# "Pong" Soundeffekte?



## Gadget2 (29. Februar 2012)

Hi, ich bastel grad wieder an einem kleinen Programm das ich mit Java schreibe, basierend auf der Idee vom Retro-Videogame "Pong".

Ich würde gerne auch Soundeffekte für die Ballberührung des Feldes und des Schlägers einbinden, jedoch finde ich nirgends was sinnvolles. Für meine Java brauche ich übrigens wav-Dateien und ich möchte nichts dafür zahlen müssen.

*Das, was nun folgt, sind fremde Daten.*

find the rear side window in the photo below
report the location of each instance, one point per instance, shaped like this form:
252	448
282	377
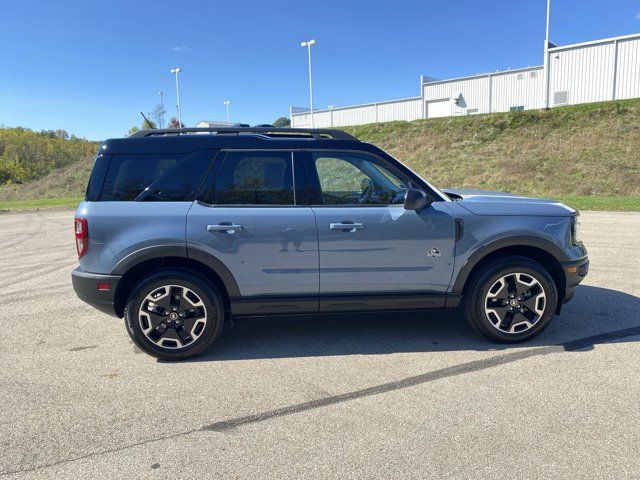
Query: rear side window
254	178
155	178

Kennt vielleicht jemand eine Seite auf der ich fündig werden kann, oder hat jemand sogar selbst entsprechende Dateien rumliegen, die man mir vielleicht irgendwie zukommen lassen könnte?

MfG


----------



## Tiz92 (29. Februar 2012)

Pong runterladen, bzw. suchen, oder YT Video anschauen, gutes Mikrophon dranhalten, Audiodatei in wav Datei umschreiben durch kostenlosen Konverter umwandeln und glücklich sein.


----------



## SchwarzerQuader (29. Februar 2012)

Du brauchst nicht einmal ein Mikrofon. Selbst Onboard-Sound sollte meist die Möglichkeit bieten, dass Du in entsprechenden Programmen wie z.B. Audacity direkt "Wave", "Stereo-Mix", "Was Sie hören" oder so etwas aufzunehmen, sprich das, was auch gerade aus den Boxen kommt, bevor es da ankommt. Damit ist die Qualität auch deutlich besser als mit einem externen Mikrofon.


----------



## Gadget2 (29. Februar 2012)

ja ok, hab das Speedlink Medusa NX, das sollte schon passen mit der Quali, aber das werd ich nur machen wenn ich Zeit zu finde und Lust habe...

Hab jetzt ein Soundpaket gefunden, was beinahe die originalen Sounds enthält und nehme erstmal diese, sollte aber noch jemand die echten Sounddateien finden, können die selbstverständlich hier mal gepostet werden.

Danke, trotzdem schon mal.


----------